Franke, along with London patient Adam Castillejo and City of Hope patient Paul Edmonds (three of the seven people cured so far), featured in a pre-conference panel discussion about what an HIV cure looks like.
All of the Frankes were infected with HIV and had severe cancer (in Franke’s case, acute myeloid leukemia) and received stem cell transplants from donors who carried a rare genetic mutation that protects the cells from HIV. Patients eligible for such treatment are extremely rare, and these incredibly good outcomes are jeopardized by a seemingly limitless number of potential complications.
In a separate session, Dr. Bjorn-Erik-Ole Jensen, head of Dr. Franke’s team at University Hospital Duesseldorf, warned that stem cell transplantation is not a scalable treatment strategy.
Still, cured patients are living proof that something works. Castillejo told the panel audience, “For me, being cured of HIV is very humbling and gives me hope to give hope to people all over the world.”
“When you compare the cured patients, there are small differences in each case,” Franke told me, “and I hope that scientists will come together and find the right puzzle pieces. What makes a treatment really effective? I don’t think anyone knows exactly right now.”

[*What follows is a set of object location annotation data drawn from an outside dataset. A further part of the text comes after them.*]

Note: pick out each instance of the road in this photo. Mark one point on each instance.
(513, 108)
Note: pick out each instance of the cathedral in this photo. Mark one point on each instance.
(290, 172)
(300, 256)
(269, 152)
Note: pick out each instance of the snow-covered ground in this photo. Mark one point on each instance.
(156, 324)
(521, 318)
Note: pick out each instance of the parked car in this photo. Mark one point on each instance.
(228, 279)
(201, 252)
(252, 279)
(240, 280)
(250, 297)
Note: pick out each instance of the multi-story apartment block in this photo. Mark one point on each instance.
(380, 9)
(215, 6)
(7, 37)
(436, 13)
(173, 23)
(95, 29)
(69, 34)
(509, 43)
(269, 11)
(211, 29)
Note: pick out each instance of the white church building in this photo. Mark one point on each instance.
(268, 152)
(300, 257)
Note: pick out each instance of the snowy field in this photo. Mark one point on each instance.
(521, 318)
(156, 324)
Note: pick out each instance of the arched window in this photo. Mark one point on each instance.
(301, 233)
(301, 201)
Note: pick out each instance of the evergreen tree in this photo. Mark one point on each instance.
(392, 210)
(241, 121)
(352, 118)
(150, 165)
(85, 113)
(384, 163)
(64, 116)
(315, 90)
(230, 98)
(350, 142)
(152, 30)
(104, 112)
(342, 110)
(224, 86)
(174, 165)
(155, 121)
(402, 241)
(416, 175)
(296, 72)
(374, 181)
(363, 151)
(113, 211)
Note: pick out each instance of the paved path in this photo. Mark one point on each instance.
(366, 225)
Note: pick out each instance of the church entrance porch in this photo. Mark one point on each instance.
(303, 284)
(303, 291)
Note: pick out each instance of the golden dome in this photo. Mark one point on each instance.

Still, hope abounds everywhere. “I believe a cure for HIV is possible, and I believe it will come, although I don’t know when,” Edmonds, the cured patient, told me. “We had stem cell transplants because we had leukemia, and we didn’t have many options, and then we found a donor with a mutation that protects against HIV.”
But the procedure is again very risky, Edmonds noted. “This isn’t for everyone,” he said. “But it could be for genetic reasons. [advances] Is there anywhere we can replicate what happened to us without a stem cell transplant?”
A universal treatment or vaccine? Edmonds believes so. “I have a vision of a day when HIV is no longer just a piece of writing, but a footnote in history,” he said.